This disruption provides an unprecedented opportunity. In my book, I highlighted how forward-thinking individuals and organizations are finding their footing in this new landscape. The most successful aren't those simply implementing AI tools—they're the ones fundamentally rethinking work processes, organizational structures, and value creation models — really exploiting this new co-intelligence described by Mollick.

The question is no longer whether AI will transform your industry (it will), but rather how quickly you can evolve your thinking from seeing AI as just another technology tool to recognizing it as a collaborative intelligence that enhances human capabilities. My journey through the AI landscape has convinced me that this shift in perspective—from viewing AI as something we use to something we work with—is the single most important factor in determining who thrives and who merely survives.

Three Lessons from My AI Journey

On the path to this way of thinking with AI, I have found that several critical aspects of my approach to AI have shifted. Through my exploration of AI's transformative impact, I believe that three essential lessons guide digital leaders to face up to working with AI.

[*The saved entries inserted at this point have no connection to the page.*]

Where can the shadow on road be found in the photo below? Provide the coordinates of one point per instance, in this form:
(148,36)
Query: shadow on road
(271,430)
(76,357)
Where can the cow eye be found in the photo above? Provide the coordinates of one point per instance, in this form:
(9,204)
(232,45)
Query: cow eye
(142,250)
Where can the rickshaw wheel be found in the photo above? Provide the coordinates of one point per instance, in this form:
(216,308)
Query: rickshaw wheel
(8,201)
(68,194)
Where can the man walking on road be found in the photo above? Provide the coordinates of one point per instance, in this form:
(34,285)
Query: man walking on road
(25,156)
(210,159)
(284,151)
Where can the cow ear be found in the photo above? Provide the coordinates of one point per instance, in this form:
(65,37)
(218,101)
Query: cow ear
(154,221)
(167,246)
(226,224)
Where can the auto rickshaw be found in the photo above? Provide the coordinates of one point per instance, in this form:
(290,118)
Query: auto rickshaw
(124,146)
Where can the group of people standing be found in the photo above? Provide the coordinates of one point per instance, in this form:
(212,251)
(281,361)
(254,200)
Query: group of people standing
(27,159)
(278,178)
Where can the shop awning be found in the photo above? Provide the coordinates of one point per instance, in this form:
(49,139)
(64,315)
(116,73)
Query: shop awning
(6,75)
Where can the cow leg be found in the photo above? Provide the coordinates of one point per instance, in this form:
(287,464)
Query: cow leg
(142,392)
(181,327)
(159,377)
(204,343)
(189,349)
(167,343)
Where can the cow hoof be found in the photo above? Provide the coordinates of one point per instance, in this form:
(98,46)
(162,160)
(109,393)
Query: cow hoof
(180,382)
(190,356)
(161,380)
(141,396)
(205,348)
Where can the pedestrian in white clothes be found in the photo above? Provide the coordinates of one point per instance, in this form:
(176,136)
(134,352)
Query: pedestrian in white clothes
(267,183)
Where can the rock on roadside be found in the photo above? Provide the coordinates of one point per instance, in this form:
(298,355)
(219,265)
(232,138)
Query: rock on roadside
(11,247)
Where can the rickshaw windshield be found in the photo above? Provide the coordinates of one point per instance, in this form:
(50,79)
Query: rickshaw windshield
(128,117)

  1. Augmentation trumps automation. The greatest value of AI isn't in replacing human work but in elevating it. Organizations fixated on cost-cutting through automation miss the more profound opportunity: using AI to enhance human creativity, decision-making, and problem-solving. The most successful implementations I've witnessed pair human contextual understanding and ethical judgment with AI's computational power and pattern recognition. This partnership produces outcomes neither could achieve alone.

  2. Digital literacy is now AI literacy. Just as digital literacy became essential for professionals across all industries, AI literacy is now non-negotiable for leaders. This doesn't mean everyone needs to become a prompt engineer or understand the mechanics of transformer models. Rather, it means developing an intuitive understanding of AI capabilities and limitations, recognizing where it can add value, and knowing how to effectively collaborate with these systems. The leaders who invest in their AI literacy today will have a decisive advantage tomorrow.

  3. Values become more important, not less. As AI handles more complex tasks, the distinctly human elements of work—empathy, ethical judgment, purpose, creativity—become more valuable, not less. The organizations that thrive will be those that intentionally infuse their AI implementations with their core values. Technology without clear ethical guidelines risks amplifying biases, eroding trust, and creating unintended consequences. In an AI-powered world, articulating and operationalizing your values isn't just good ethics—it's good business.

These lessons have shaped my approach to AI adoption and transformation. They remind us that even as technology advances at breathtaking speed, the fundamental questions for working with AI remain human ones: What risks must be addressed? How do we create value? How do we build and maintain trust? How do we ensure technology serves our deepest values rather than undermining them?

These are the critical questions occupying my waking hours. And with the constant advances in AI, I’m sure I will have many more sleepless nights to come!